- Born: February 4, 1950 (age 76) Fargo, North Dakota, United States
- Education: University of Washington (1972) University of Idaho (1975) University of Alaska Fairbanks (1995)
- Awards: Indianapolis Prize (2012) Bambi Award (2012)
- Scientific career
- Fields: Zoology, polar bear research
- Institutions: United States Fish and Wildlife Service United States Geological Survey University of Wyoming
- Thesis: Movements, distribution, and population dynamics of polar bears in the Beaufort Sea (1995)

= Steven Amstrup =

American zoologist (born 1950)

Steven C. Amstrup (born February 4, 1950) is an American zoologist who studies bears, especially polar bears. He is the 2012 recipient of the Indianapolis Prize.

==Early life==
Steven Amstrup was born in Fargo, North Dakota, where he took an interest in bears at an early age. He attended the University of Washington as an undergraduate, receiving his bachelor's degree in forestry in 1972. In 1975, he graduated from the University of Idaho with a master's degree in wildlife management. He studied black bears in central Idaho for his master's thesis. He earned his doctoral degree from the University of Alaska Fairbanks in 1995.
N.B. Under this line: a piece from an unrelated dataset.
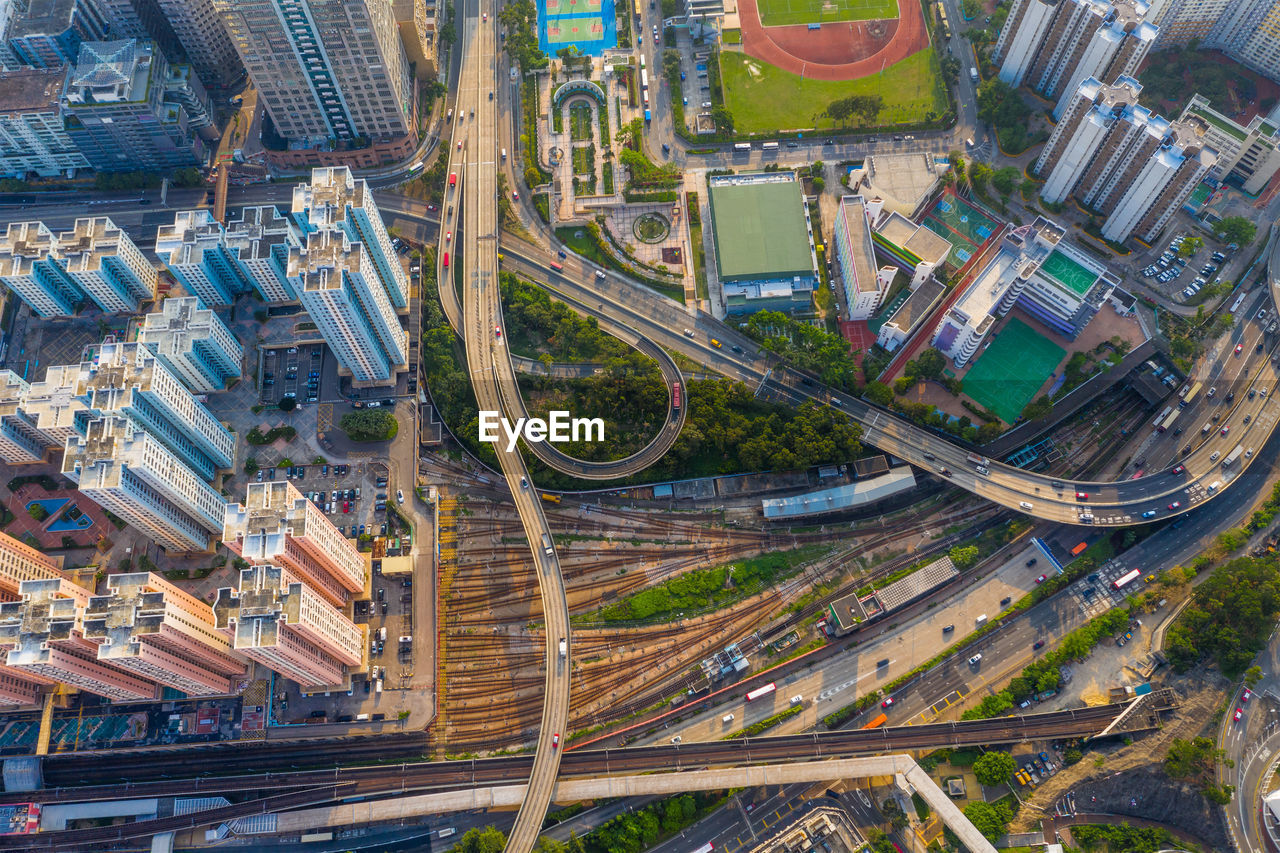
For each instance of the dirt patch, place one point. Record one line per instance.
(1132, 781)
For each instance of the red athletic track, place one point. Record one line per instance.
(817, 53)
In 1975, he began working for the United States Fish and Wildlife Service in Wyoming where he studied pronghorn antelope and sharp-tailed grouse. In 1980 he moved to Alaska where he took over the United States Fish and Wildlife Service's fledgling Polar Bear Research Project. In 1996 Amstrup's research position was transferred to the United States Geological Survey. During his 30-years in Alaska, he studied polar bear ecology, primarily in the Beaufort Sea. In 2007, Amstrup's team of scientists prepared nine reports leading to the 2008 listing, by United States Secretary of the Interior Dirk Kempthorne, of polar bears as a threatened species under the Endangered Species Act. In 2010, he published an article in Nature finding that even if climate change led to complete melting of the polar ice packs, the ice could return if global temperatures subsequently cooled. He has taught at the University of Wyoming as an adjunct professor since 2006.
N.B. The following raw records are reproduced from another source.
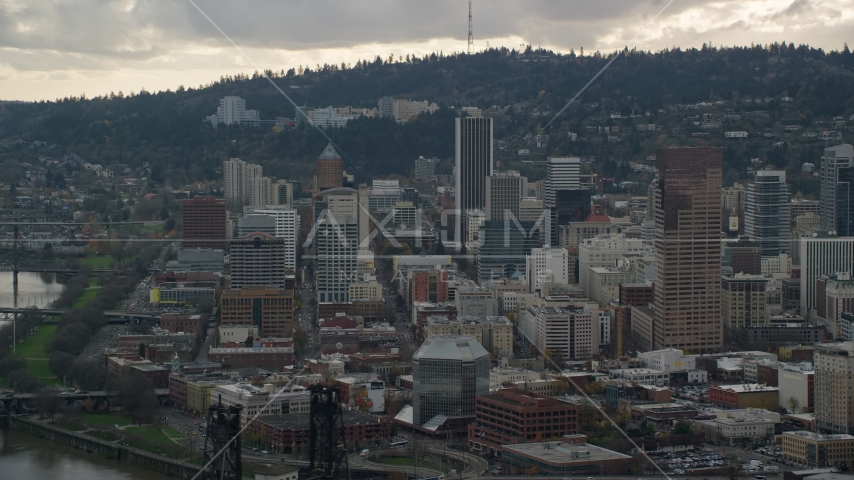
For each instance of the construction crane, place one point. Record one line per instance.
(619, 309)
(471, 37)
(602, 193)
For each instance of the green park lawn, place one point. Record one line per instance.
(97, 263)
(103, 419)
(150, 432)
(87, 296)
(35, 346)
(172, 432)
(34, 351)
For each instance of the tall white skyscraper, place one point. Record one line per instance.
(286, 226)
(337, 246)
(240, 181)
(767, 217)
(473, 163)
(822, 255)
(562, 173)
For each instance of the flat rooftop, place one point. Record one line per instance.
(748, 387)
(558, 452)
(819, 436)
(300, 421)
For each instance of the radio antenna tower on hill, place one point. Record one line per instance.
(471, 38)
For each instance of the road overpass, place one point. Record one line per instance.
(113, 316)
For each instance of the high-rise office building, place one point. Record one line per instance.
(269, 309)
(837, 177)
(425, 167)
(282, 193)
(570, 206)
(687, 207)
(449, 372)
(286, 225)
(232, 111)
(548, 265)
(605, 251)
(833, 386)
(329, 169)
(240, 180)
(473, 163)
(204, 220)
(561, 174)
(504, 249)
(257, 259)
(337, 245)
(822, 255)
(744, 301)
(504, 191)
(744, 256)
(767, 212)
(252, 223)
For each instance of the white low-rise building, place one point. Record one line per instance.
(263, 401)
(669, 360)
(642, 376)
(737, 429)
(500, 375)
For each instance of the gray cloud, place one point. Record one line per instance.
(85, 36)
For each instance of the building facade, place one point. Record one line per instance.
(834, 388)
(473, 163)
(269, 309)
(561, 174)
(767, 215)
(337, 246)
(687, 211)
(837, 175)
(516, 416)
(504, 192)
(257, 259)
(329, 169)
(822, 256)
(449, 372)
(204, 223)
(743, 301)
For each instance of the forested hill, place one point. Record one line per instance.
(801, 86)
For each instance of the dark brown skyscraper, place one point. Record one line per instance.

His contributions to polar bear conservation were honored in 2012, when the Indianapolis Zoo named him the winner of their biennial Indianapolis Prize. Later the same year, he was presented with an Our Earth Bambi Award in Düsseldorf.

==Activism==
After retiring in 2010, Amstrup became the chief scientist for Polar Bears International. Having observed the effect of climate change on polar bears and their Arctic habitat during his career as a researcher, he now works as an advocate for polar bears and promotes climate change mitigation.

==Personal life==
Amstrup is married. He and his wife are building an energy-efficient house in northeast Washington.